Un ulteriore aspetto significativo della trasfigurazione olografica della temporalità riguarda l’interferenza. Mediante l’interferenza, la trasmissione ologrammatica permetterebbe di superare al contempo una rappresentazione spaziale del tempo coincidente col dominio teorico e tecnico del vivente. Le relazioni fra oggetti/soggetti di un ambiente andrebbero espresse, nel piano ologrammatico, come sincronizzazioni e interferenze rispetto al tempo sociale, sotto forma di un’inter-connessione che influenza gli equilibri in campo in maniera immediata: «In holography the emphasis is on parts being implicated in the whole and vice versa, on interconnectivity and on meaning arising from interaction, on multiple perspectivity and on the centrality of that which is not visible – what a gem of a metaphor for conceptualising environmental hazards! Derived from the Greek holo which means whole and ‘gram’ which means to write, a hologram writes the whole. […] Once the beams are reunited they are no longer in phase but interfere with each other»160.

La temporalità naturale, intesa come divenire del vivente, rimane nel pensiero di Adam inesauribile ad una mediazione umana. Nell’operare della potenza trascendente, l’eternità corrisponde alla fissazione mitica della temporalità naturale, a cui si lega il sentimento religioso e la pratica rituale.
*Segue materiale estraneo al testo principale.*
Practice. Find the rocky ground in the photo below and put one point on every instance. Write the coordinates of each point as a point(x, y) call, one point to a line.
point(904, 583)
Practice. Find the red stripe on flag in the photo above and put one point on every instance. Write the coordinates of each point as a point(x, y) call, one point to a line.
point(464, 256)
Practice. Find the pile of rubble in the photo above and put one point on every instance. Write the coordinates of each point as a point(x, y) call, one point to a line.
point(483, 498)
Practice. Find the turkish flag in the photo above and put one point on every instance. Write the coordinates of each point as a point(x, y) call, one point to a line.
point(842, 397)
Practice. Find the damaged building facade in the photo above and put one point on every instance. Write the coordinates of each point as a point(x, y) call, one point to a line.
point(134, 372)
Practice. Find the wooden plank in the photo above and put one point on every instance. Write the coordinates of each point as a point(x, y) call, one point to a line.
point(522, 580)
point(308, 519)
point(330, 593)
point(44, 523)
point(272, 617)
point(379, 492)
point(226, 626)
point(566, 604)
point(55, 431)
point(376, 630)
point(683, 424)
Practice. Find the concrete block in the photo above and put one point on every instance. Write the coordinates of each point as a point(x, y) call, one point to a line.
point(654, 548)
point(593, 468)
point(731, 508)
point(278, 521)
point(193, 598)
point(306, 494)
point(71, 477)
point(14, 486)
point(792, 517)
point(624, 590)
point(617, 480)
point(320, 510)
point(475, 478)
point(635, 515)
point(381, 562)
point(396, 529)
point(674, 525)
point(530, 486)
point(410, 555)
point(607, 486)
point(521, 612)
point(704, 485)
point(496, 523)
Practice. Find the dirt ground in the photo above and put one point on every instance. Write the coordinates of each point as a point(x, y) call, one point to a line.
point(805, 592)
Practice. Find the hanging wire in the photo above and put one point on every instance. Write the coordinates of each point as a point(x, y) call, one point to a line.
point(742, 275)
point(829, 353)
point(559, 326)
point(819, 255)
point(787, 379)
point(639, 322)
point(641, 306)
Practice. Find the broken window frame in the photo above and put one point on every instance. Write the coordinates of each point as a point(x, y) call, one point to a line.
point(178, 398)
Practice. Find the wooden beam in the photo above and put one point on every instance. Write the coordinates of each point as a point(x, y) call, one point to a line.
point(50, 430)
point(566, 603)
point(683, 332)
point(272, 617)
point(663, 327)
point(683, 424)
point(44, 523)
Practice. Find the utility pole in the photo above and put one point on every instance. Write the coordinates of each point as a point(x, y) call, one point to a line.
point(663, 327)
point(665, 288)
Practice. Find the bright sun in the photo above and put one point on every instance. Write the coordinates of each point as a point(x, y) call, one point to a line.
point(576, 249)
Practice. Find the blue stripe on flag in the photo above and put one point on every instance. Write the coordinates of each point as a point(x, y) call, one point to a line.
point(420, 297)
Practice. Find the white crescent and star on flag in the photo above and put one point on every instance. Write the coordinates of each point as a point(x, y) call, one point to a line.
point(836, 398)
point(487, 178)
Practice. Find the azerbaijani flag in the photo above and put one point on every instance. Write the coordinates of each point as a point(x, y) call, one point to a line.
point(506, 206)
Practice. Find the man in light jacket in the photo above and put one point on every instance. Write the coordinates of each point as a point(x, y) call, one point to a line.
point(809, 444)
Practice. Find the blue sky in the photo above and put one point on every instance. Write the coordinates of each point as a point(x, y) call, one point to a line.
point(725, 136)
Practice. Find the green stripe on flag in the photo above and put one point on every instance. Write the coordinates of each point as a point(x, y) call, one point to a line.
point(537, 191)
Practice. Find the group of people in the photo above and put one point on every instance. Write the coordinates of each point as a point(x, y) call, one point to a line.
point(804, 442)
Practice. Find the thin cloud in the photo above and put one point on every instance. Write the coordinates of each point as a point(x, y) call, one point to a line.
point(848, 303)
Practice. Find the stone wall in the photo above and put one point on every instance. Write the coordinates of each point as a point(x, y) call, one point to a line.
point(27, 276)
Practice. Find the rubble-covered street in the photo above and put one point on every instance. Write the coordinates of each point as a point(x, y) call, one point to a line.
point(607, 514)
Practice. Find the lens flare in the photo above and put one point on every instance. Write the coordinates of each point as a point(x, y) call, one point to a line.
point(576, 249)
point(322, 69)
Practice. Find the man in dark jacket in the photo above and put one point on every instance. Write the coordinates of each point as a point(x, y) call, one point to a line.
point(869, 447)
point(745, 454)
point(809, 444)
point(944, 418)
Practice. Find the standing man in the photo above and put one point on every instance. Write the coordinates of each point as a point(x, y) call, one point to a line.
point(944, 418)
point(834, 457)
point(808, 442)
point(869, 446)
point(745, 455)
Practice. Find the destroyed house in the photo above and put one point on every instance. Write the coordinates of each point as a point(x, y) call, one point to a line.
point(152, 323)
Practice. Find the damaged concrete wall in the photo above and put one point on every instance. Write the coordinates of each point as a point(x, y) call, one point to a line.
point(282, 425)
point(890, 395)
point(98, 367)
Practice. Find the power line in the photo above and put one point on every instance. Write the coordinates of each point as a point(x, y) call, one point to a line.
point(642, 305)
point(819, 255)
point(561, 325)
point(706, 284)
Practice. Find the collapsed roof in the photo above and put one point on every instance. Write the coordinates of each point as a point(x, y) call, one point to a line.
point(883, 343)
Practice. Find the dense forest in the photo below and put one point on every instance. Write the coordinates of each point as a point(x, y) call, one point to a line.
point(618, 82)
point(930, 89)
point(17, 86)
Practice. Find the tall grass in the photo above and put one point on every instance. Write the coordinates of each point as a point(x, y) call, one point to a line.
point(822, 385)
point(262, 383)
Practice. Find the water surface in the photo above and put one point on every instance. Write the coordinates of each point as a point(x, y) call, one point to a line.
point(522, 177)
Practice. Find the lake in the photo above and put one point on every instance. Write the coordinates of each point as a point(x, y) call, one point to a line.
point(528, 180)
Nella trasmissione ologrammatica, d’altro canto, l’interferenza sembrerebbe emanare direttamente qualcosa della trasmissione stessa, intesa come rapporto proiettivo di una presenza e delle sue distorsioni.

Il rapporto con la temporalità naturale, in aggiunta, è indagato da Adam nel legame metabolico fra società umana e terreno mediante l’agricoltura. In questo senso, l’indagine sociologica di Adam presenta il terreno agricolo scisso nel processo dell’emergenza naturale e in quello produttivo, accelerabile dalla sincronizzazione sociale.

158 Ibid.

159 Adam 1998, p. 51. 160 Ivi, pp. 51-52.